Adjust the hostnames in the inventory.yml
file and run the playbook:
$ ansible-playbook -i inventory.yml site.yml
It takes a while to fetch the source code and build the binaries on each instance. While you wait, how's the weather today? Well, well...
- Reaching Agreement in the Presence of Faults, M. Pease, R, Shostak, and L. Lamport
- Paxos Made Simple, L. Lamport
- Paxos Agreement - Computerphile, Heidi Howard (University of Cambridge Computer Laboratory)
- The Paxos Algorithm, Luis Quesada Torres (Google Site Reliability Engineering)
- Giraffe and beaver graphics by OpenClipart contributor Lemmling
- Alien graphic by OpenClipart contributor Anarres
- A related talk exists which's slides were improved thanks to helpful comments from John Reese, Ben Appleton, and Peter Júnoš.
Copyright 2018 Dan Lüdtke [email protected]
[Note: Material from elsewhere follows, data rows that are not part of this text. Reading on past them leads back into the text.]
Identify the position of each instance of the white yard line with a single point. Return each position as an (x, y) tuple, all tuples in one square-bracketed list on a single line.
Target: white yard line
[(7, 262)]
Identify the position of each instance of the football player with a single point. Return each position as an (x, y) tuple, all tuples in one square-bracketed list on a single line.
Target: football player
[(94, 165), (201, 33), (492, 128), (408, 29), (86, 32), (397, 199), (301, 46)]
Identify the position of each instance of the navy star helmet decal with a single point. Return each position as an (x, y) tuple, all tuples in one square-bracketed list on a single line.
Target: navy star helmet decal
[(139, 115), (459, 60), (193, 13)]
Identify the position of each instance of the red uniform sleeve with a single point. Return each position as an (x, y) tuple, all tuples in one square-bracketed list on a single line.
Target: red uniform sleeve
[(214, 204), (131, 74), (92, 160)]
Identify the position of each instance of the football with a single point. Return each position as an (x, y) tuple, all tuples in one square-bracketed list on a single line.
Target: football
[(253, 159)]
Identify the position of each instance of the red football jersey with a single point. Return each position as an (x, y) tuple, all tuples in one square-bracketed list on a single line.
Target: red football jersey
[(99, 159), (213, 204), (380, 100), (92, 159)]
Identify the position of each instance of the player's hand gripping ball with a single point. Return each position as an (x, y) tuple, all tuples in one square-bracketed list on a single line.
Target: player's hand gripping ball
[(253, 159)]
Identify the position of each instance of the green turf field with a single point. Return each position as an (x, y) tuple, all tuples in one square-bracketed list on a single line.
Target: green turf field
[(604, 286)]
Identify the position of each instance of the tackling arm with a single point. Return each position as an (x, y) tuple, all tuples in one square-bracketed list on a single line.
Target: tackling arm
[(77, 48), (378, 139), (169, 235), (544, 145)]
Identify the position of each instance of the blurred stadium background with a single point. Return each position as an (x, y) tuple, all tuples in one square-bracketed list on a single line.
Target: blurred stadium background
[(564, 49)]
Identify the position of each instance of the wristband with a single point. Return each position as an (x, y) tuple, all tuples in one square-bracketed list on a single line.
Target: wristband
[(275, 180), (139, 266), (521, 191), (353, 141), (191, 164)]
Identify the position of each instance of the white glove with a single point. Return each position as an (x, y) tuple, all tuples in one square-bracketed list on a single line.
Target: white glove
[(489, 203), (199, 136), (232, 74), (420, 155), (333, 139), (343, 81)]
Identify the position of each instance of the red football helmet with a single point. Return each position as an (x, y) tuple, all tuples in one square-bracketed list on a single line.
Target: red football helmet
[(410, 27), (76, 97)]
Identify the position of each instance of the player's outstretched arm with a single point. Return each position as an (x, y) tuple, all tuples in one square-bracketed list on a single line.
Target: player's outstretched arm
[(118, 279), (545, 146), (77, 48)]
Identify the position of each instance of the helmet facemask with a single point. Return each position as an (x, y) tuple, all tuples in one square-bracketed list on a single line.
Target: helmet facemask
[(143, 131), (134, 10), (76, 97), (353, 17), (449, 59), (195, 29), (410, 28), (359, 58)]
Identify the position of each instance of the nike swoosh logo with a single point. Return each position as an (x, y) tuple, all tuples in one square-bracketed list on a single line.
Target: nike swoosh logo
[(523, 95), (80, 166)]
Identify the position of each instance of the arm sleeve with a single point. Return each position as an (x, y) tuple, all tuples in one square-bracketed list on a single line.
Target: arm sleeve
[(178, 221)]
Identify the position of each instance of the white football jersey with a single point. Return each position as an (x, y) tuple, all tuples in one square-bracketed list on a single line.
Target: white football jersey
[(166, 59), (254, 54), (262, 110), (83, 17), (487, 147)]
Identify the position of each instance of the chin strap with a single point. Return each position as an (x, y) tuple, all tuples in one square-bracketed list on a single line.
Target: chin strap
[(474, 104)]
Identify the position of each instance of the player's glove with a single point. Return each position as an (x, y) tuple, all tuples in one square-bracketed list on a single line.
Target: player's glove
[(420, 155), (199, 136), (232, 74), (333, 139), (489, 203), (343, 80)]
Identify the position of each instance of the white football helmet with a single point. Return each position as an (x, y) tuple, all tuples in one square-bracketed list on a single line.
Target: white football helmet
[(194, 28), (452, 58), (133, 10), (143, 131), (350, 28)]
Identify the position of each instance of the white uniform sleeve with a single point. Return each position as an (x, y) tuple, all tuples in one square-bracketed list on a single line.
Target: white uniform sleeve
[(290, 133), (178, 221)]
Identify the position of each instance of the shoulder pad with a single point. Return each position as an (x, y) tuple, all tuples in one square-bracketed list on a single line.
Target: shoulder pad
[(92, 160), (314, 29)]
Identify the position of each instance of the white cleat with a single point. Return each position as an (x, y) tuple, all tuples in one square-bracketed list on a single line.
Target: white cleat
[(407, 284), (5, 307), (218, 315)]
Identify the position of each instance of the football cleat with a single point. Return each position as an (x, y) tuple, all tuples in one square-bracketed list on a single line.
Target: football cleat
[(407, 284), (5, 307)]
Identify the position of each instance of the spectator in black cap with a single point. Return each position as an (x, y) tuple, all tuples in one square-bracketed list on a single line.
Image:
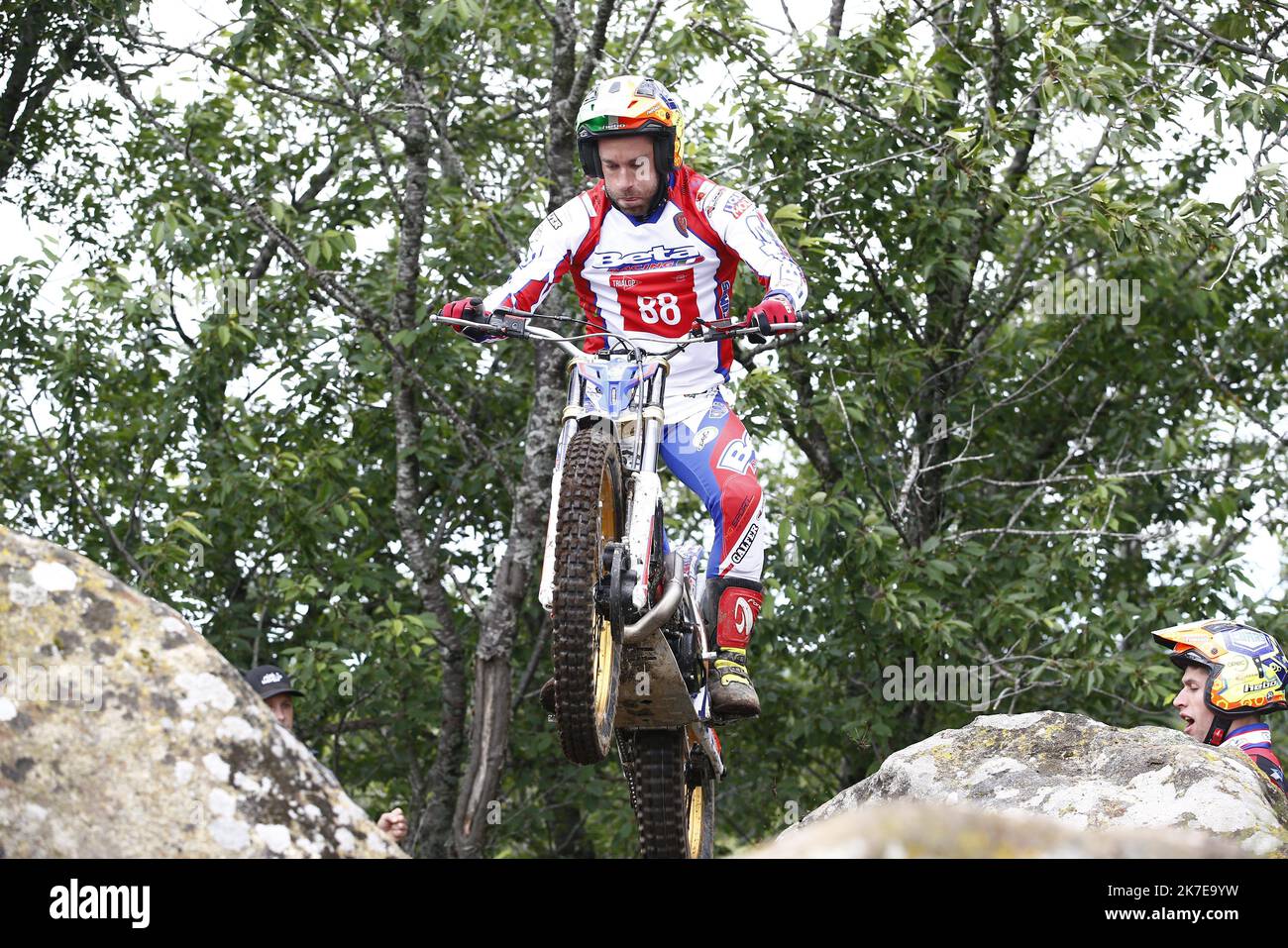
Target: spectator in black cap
[(274, 686)]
Redistribution and use in source and binary forms, with or without modification, are permitted provided that the following conditions are met:
-
Redistributions of source code must retain the above copyright notice, this list of conditions and the following disclaimer.
-
Redistributions in binary form must reproduce the above copyright notice, this list of conditions and the following disclaimer in the documentation and/or other materials provided with the distribution.
-
Neither the name of the copyright holder nor the names of its contributors may be used to endorse or promote products derived from this software without specific prior written permission.
THIS SOFTWARE IS PROVIDED BY THE COPYRIGHT HOLDERS AND CONTRIBUTORS "AS IS" AND ANY EXPRESS OR IMPLIED WARRANTIES, INCLUDING, BUT NOT LIMITED TO, THE IMPLIED WARRANTIES OF MERCHANTABILITY AND FITNESS FOR A PARTICULAR PURPOSE ARE DISCLAIMED. IN NO EVENT SHALL THE COPYRIGHT HOLDER OR CONTRIBUTORS BE LIABLE FOR ANY DIRECT, INDIRECT, INCIDENTAL, SPECIAL, EXEMPLARY, OR CONSEQUENTIAL DAMAGES (INCLUDING, BUT NOT LIMITED TO, PROCUREMENT OF SUBSTITUTE GOODS OR SERVICES; LOSS OF USE, DATA, OR PROFITS; OR BUSINESS INTERRUPTION) HOWEVER CAUSED AND ON ANY THEORY OF LIABILITY, WHETHER IN CONTRACT, STRICT LIABILITY, OR TORT (INCLUDING NEGLIGENCE OR OTHERWISE) ARISING IN ANY WAY OUT OF THE USE OF THIS SOFTWARE, EVEN IF ADVISED OF THE POSSIBILITY OF SUCH DAMAGE.